The ability to benefit from toll-bypass (routing your voice traffic over your private WAN to take advantage of spare WAN capacity) is frustrated by the fact that peak time for voice traffic is also the peak time for data traffic on the WAN. Most network managers that I know are looking for ways to offload peak traffic from congested, expensive corporate WAN links -- not add huge volumes.
The ability to integrate your computer and your phone is another "benefit" that is on the salesperson's list, with features such as Click to Call, Find Me/Follow Me and Unified Messaging, but in reality companies rarely take any advantage of such CTI (computer-telephony integration) options.
Then toss in all the extra Band-Aid solutions you need to add, from VOIP firewalls to specialist VOIP security assessments (just run a Google search for "VOIP security solutions"), to make it even partially secure, and the extra management for firmware upgrades, vulnerability assessment and mitigation, and of course the WAN upgrades and all of a sudden those incredible savings the sales-person promised magically disappear.
VOIP is, in essence, a time bomb, poised for a massive exploit. With VOIP gaining traction in the corporate world, from boardrooms to the world's financial trading floor, VOIP is a public security exploit waiting to happen -- with the large potential consequences. But unfortunately, this may be what is needed before the industry agrees to take VOIP security seriously.
The historical problems with being able to listen in to conversations that people assumed were secure (or where people assumed security through complexity) are well known: In the 1980s, the world became aware of problems with analog cell phone security when tabloid journalists printed details of an intimate cell-phone conversation between Prince Charles (than married to Princess Diana) and Camilla Parker Bowles. We're at the stage now with VOIP that something like that is likely to happen, but with consequences far more serious than embarrassment on the part of the British royal family.
At the 2006 Black Hat conference, David Endler and Mark Collier spent a very entertaining hour abusing a mix of VOIP phones, from being able to set up a call and listen in without the called phone ringing to a full corporate denial-of-service attack by making all phones repeatedly ring every 10 seconds (with no one there when answered).
"If it's not broken, don't fix it," doesn't apply here
At the 2007 Black Hat Conference, there were no less than five presentations on the insecurity and general problems with VOIP.
VOIP does have advantages in certain business situations, such as running an international follow-the-sun help desk or an overseas call center operation, but those business cases are limited and the security risks of VOIP should far outweigh most ROI cases.
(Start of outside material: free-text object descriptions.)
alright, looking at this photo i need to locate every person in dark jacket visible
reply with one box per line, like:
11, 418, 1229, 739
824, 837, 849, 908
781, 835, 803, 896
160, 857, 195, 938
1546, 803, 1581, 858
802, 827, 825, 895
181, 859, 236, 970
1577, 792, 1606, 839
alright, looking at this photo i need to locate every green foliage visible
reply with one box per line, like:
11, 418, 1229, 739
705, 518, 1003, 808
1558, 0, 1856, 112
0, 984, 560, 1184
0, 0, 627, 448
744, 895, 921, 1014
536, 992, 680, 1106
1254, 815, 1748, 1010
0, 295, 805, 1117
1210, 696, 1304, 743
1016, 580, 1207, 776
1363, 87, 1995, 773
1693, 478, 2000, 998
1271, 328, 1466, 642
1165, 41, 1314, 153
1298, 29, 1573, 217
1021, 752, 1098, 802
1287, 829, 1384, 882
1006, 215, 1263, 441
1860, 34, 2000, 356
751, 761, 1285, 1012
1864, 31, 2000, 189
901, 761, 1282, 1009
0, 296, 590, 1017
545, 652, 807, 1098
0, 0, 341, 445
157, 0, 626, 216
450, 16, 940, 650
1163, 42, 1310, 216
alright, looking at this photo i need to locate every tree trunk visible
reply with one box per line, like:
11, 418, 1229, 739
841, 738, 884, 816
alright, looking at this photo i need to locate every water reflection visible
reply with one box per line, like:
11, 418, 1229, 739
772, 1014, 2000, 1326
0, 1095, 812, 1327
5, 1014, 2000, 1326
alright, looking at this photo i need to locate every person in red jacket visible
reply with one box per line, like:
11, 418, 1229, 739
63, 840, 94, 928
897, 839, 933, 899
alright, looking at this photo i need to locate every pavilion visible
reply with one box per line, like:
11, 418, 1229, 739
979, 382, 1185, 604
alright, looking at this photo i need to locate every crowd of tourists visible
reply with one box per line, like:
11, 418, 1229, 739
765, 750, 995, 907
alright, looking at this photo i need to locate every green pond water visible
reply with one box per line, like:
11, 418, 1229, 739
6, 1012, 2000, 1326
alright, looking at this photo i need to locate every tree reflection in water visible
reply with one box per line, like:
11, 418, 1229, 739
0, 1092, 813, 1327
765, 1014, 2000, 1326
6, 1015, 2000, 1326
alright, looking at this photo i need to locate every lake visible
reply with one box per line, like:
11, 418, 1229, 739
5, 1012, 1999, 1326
Getting the security right, and according to Jericho Forum principles, will finally give a true business case with real ROI: The ability to securely integrate disparate sources of VOIP phones (from VOIP clients on cellular devices, to BlackBerry, Wi-Fi VOIP phones and PC soft phones, as well as the traditional desk phone) connected on LAN connections that probably will not be on a LAN managed by your organization.